Predictive Analytic s – K means Clustering using OpenR and IBM Netezza

K-Means Clustering

The K-means Clustering is a grouping or clustering algorithm used to group data based on similar attributes. In this case study, we are using a data set called auto-data.csv. The goal of our implementation is to group the cars into 3 and 5 clusters based on their attributes using Netezza’s built in Analytics.

Techniques Used

  • K-Means Clustering
  • Centering and Scaling

Data Engineering and Analysis

We first load the nzr and nza libraries, set the working directory and then load the auto-data-km.csv file from our desktop to the Netezza database as a table called auto_data_km. We use the as.nz.data.frame for this purpose.

——————————————————————————————

# Load required libraries

library(nzr)

library(nza)

#Set your working directory

setwd(“C:/Users/user1/Documents/Netezza R case study”)
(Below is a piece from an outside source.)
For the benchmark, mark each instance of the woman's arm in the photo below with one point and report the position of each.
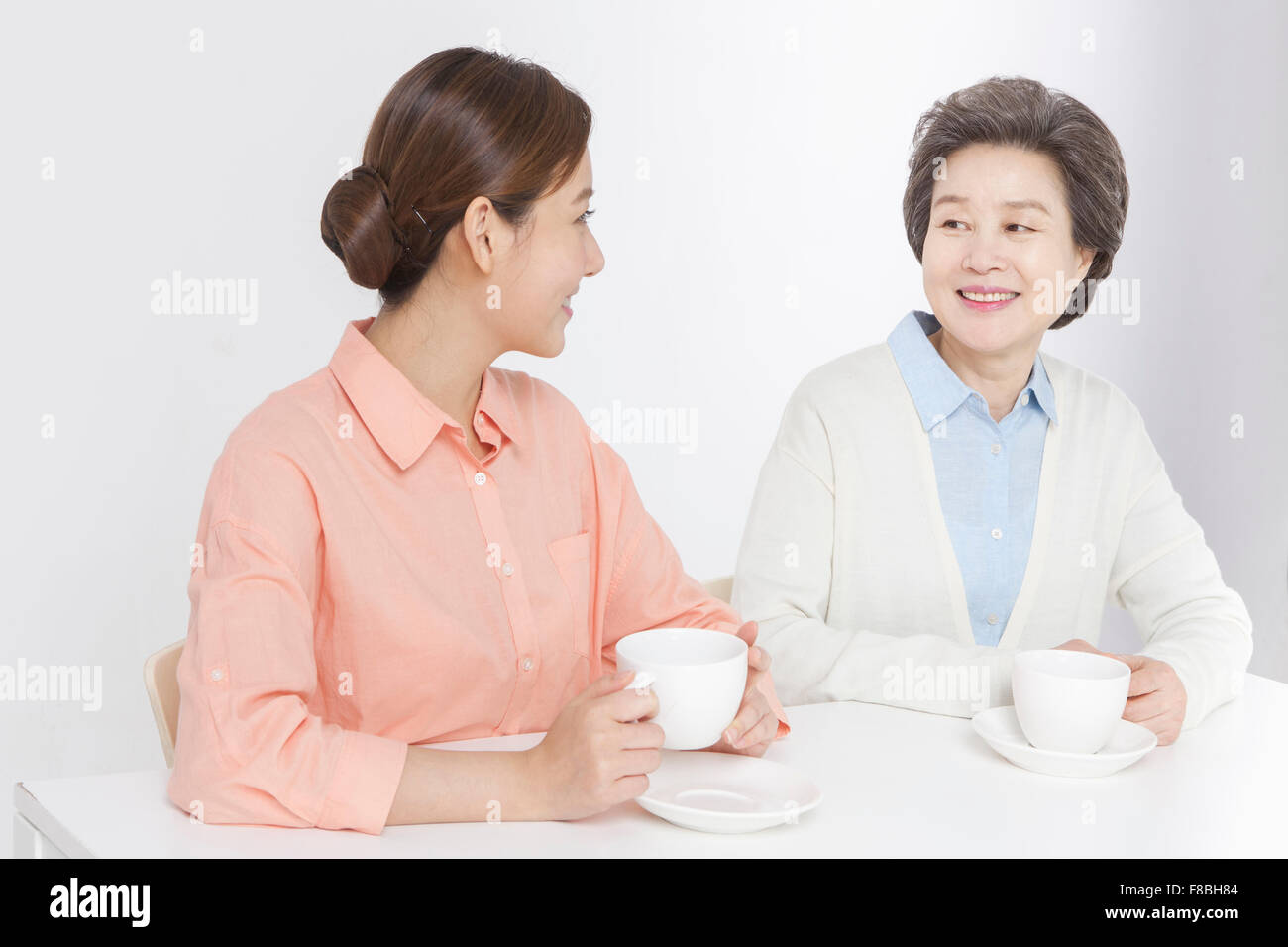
(1168, 579)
# Connect to the Netezza database

nzConnectDSN(‘DBATEST’, force = TRUE, verbose = TRUE)

# Load the auto-data-km.csv file into the Netezza database in a table called auto_data_km

auto_data <- read.csv(“auto-data-km.csv”)

d <- as.nz.data.frame(auto_data, ‘auto_data_km’,clear.existing=TRUE, fast=TRUE) # use fast mode

————————————————————————————————————–

Netezza creates  the below table to hold the auto data

////////////////////////////////////////////////////////////////

CREATE TABLE    AUTO_DATA_KM

(

ID                            INTEGER                                                                       ,

MAKE                          CHARACTER VARYING(13)                                                         ,

FUELTYPE                      CHARACTER VARYING(6)                                                          ,

ASPIRE                        CHARACTER VARYING(5)                                                          ,

DOORS                         CHARACTER VARYING(4)                                                          ,

BODY                          CHARACTER VARYING(11)                                                         ,

DRIVE                         CHARACTER VARYING(3)                                                          ,

CYLINDERS                     CHARACTER VARYING(6)                                                          ,

HP                            INTEGER                                                                       ,

RPM                           INTEGER                                                                       ,

MPG_CITY                      INTEGER                                                                       ,

MPG_HWY                       INTEGER                                                                       ,

PRICE                         INTEGER

) DISTRIBUTE ON Hash ( ID  )    ORGANIZE ON None

/////////////////////////////////////////////////////////////////////////

A quick look at the data as stored in the Netezza database

—————————————————————————————————————

DBATEST.ADMIN(ADMIN)=> select * from auto_data_km limit 3;

ID  |    MAKE    | FUELTYPE | ASPIRE | DOORS |   BODY    | DRIVE | CYLINDERS | HP  | RPM  | MPG_CITY | MPG_HWY | PRICE

—–+————+———-+——–+——-+———–+——-+———–+—–+——+———-+———+——-

25     | mazda         | gas            | std        | four        | sedan      | fwd           | four        |  68   | 5000   |       31       |      38            |  6695

114   | peugot         | gas            | std         | four        | sedan     | rwd           | four        |  97   | 5000    |       1 9     |      24            | 11900

118    | Mitsubishi | gas           | turbo    | two          | hatchback | fwd      | four         | 145  | 5000    |       19        |      24         | 12629

———————————————————————————————————

str(auto_data)

‘data.frame’:                   197 obs. of  13 variables:

$ ID       : int  1 2 3 4 5 6 7 8 9 10 …

$ MAKE     : Factor w/ 21 levels “alfa-romero”,..: 18 4 9 19 12 6 13 5 15 9 …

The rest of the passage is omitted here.